Dignidades da música contra a garoa e o zero a zero

ARTHUR NESTROVSKI
ARTICULISTA DA FOLHA

A "Arabesque" foi um mau começo, mas os "Études-Tableaux" terminaram bem o concerto do pianista russo Dmitri Alexeyev, quarta, no BankBoston Hall. Entre Schumann e Rachmaninov, ele tocou Chopin, para a platéia que enfrentou garoa, trânsito e a consciência da seleção brasileira em campo para ouvir música nos confins da zona sul.
Por que não se tocam os "Estudos Sinfônicos" de Schumann (1810-56) com mais freqüência, não dá para entender. Talvez pela dificuldade -mas isso valeria também para as peças que são mais tocadas, então não serve de argumento. A sedução de outras composições, como a "Fantasia", a "Kreisleriana" ou o "Carnaval", justifica a escolha dessas, mas não explica a rejeição dos "Estudos".
O gênero, quem sabe?
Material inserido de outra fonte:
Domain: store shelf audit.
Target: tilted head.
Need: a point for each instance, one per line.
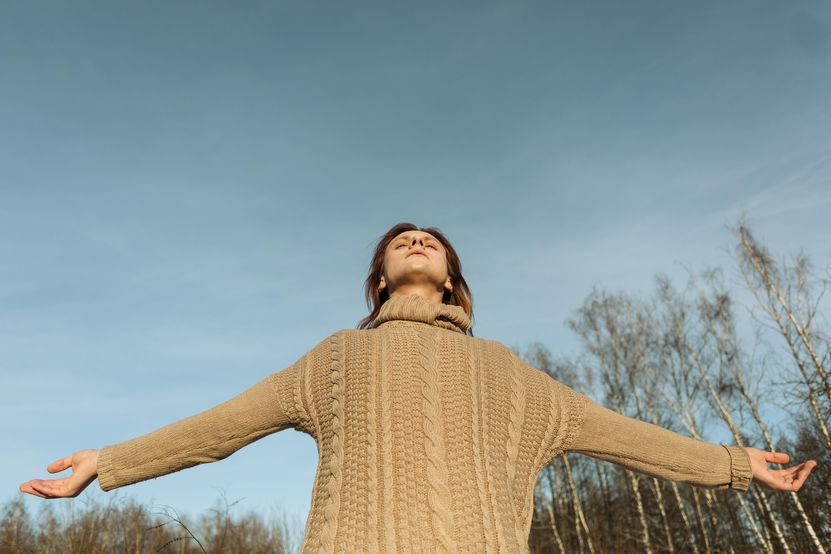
(415, 260)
Os "Estudos" são tanto estudos (exploração do instrumento e da arte de tocar) quanto variações (exploração da arte de compor). Quer dizer: um artesanato da música, exercícios de tirar o mundo de grãos de areia. Música de músicos para músicos.
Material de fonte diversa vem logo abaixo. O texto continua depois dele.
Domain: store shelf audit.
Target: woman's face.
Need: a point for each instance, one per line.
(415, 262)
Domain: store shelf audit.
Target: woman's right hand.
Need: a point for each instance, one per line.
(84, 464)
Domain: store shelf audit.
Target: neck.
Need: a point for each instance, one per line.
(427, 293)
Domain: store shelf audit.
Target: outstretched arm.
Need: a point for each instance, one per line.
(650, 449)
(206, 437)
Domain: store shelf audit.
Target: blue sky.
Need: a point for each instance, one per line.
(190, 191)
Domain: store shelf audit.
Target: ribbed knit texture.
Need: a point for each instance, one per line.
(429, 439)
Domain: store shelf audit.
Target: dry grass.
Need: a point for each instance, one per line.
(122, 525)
Escritos, em sua maior parte, em 1834-35, os "Estudos Sinfônicos" anunciam muito do que Schumann faria depois de mais seu: repetições inusitadas, ritmos polifônicos, fora de fase uns com os outros, aparições súbitas de vozes, aparentemente saídas de lugar nenhum. Todo um teatro de sugestões e saudades, ânsias e nostalgias, que essa música inventou como se estivesse só revelando o que já é. O "Finale" conjuga tudo numa peça de bravura, avassaladora não apenas pelo volume, mas por uma potência lírica que soa, afinal, mais forte ainda.
Ou poderia soar. Mas dificilmente na vizinhança dos "fortíssimos" impressionantes de Alexeyev, que ele jamais perde a chance de exibir; são um dom especial, honrando a tradição pianística russa. O difícil, então, é não fazer disso um efeito. Para nem falar de não fazer disso (e do pedal) uma forma de contornar ou compensar notas perdidas, que geralmente não têm maior importância, mas, nessa noite, nessa quantidade, infelizmente tinham.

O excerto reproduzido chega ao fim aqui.